The government is trying to curb investors’ enthusiasm for buy-to-let property but yields still beat savings rates available on the high street
Lenders dished out £10bn to buy-to-let investors in the final quarter of 2015, up from £7.7bn a year earlier.
This statistic, released by the Bank of England, prompted its deputy governor for financial stability Sir Jon Cunliffe to claim the buy-to-let lending boom poses a threat to the economy.
But estate agents say there’s a simple reason why investors are ploughing their money into property rather than stocks and shares or savings accounts.
A spokesman for Fulham-based independent estate agent Lawsons & Daughters says: “Interest rates for savers are at an all-time low and rent prices in London are 6.2% higher for the three months to January compared with the same period in 2015.
“Not only that, the value of buy-to-let properties in many parts of London has increased by more than 10% over the past 12 months.”
In London Bridge, for example, local estate agent Williams Lynch points out that the value of residential property shot up by 19.4% in the 12 months to March 2016.
Even in London’s golden postcodes of Knightsbridge, Kensington and Mayfair – where the price of houses can top £79m – property prices and rents have risen over the past 12 months, according to Belgravia-based estate agent Best Gapp.
Despite the government’s attempting to shrink landlords’ income through an increase in stamp duty for buy-to-let properties, abolishing the wear and tear allowance and mortgage interest tax relief, buy-to-let investment is still a wise move – if you plan your purchase with military precision.
Battersea estate agent Eden Harper, which reports that buy-to-let investors purchase many of the properties it has on offer, provides 5 valuable pieces of advice.
1. Find the best buy-to-let mortgage deal
Having decided on your ideal buy-to-let investment opportunity, attention turns to seeking the required finances. Specific buy-to-let mortgages should be used to buy investment property because these allow the borrower to make money from the flat or house by renting it to tenants, unlike standard residential mortgages. Independent advice will help you make the right decision.
2. Put down a 40% deposit
While it is possible to obtain a mortgage on a buy-to-live property worth 90% of its purchase price, landers require buy-to-let investors to put down deposits of at least 25%. And the best buy-to-let mortgage deals are often reserved for borrowers who can produce a 40% deposit.
3. Make sure rental income equals at least 125% of mortgage costs
The better news is many lenders do not consider your income when making buy-to-let mortgage decisions, rather how much money the property will generate through rental income.
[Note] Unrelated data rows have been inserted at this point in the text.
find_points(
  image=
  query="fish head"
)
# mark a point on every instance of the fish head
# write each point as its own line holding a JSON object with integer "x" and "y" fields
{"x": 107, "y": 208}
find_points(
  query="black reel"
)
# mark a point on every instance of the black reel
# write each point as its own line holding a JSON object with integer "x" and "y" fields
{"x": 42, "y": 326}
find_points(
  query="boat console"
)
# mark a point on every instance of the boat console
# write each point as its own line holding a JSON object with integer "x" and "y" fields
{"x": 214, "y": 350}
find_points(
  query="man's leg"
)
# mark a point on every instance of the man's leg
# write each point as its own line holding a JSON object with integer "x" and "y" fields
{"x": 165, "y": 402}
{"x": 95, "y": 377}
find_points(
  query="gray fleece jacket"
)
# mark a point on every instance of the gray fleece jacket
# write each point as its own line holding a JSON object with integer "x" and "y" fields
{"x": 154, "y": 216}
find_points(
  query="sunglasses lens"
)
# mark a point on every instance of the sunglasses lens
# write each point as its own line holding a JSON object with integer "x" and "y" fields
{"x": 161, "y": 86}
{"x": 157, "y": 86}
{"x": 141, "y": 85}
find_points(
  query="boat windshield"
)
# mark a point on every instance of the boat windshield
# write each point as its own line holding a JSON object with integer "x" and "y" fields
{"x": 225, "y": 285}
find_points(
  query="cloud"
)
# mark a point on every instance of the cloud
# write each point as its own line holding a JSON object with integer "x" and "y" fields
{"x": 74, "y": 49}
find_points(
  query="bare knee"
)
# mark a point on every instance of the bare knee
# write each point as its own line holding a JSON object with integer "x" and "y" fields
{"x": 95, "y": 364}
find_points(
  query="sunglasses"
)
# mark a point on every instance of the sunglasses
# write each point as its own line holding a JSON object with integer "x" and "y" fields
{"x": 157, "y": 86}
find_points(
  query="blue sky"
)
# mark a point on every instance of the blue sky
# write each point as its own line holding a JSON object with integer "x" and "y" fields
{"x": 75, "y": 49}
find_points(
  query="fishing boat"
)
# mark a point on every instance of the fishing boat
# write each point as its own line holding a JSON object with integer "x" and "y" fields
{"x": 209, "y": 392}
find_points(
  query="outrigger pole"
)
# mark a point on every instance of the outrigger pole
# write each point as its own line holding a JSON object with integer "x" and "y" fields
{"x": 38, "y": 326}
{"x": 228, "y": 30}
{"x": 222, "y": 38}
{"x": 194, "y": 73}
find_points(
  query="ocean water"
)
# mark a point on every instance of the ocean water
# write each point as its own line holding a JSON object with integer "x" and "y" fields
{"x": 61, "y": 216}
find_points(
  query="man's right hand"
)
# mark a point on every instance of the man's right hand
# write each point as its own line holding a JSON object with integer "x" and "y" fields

But beware, for a buy-to-let investment to be considered worthy of a mortgage your rental income must be around 125% of the mortgage payments or higher.
4. Calculate your yield
The value of a rental investment is determined by the property’s yield, not how much the house or flat is worth. Yield is the rental return as a percentage figure of the property purchase price.
If you were charging £1500 monthly rent, or £18,000 a year, on a £300,000 property your yield would be 6%.
However, this assumes you have bought the property outright. To calculate a rental property’s true yield, it is necessary to deduct mortgage costs from the rental income.
If the monthly cost of the £180,000 mortgage you would need to buy a £300,000 property (after putting down a 40% deposit) is £950, or £11,400 per year, then your yield will be just 2.2%, which is still better than the rates offered on many savings accounts.
5. Don’t forget other costs
Investors also need to take into account all other running costs, including maintenance, agents’ fees, insurance and the capital that should be put to one side for emergencies.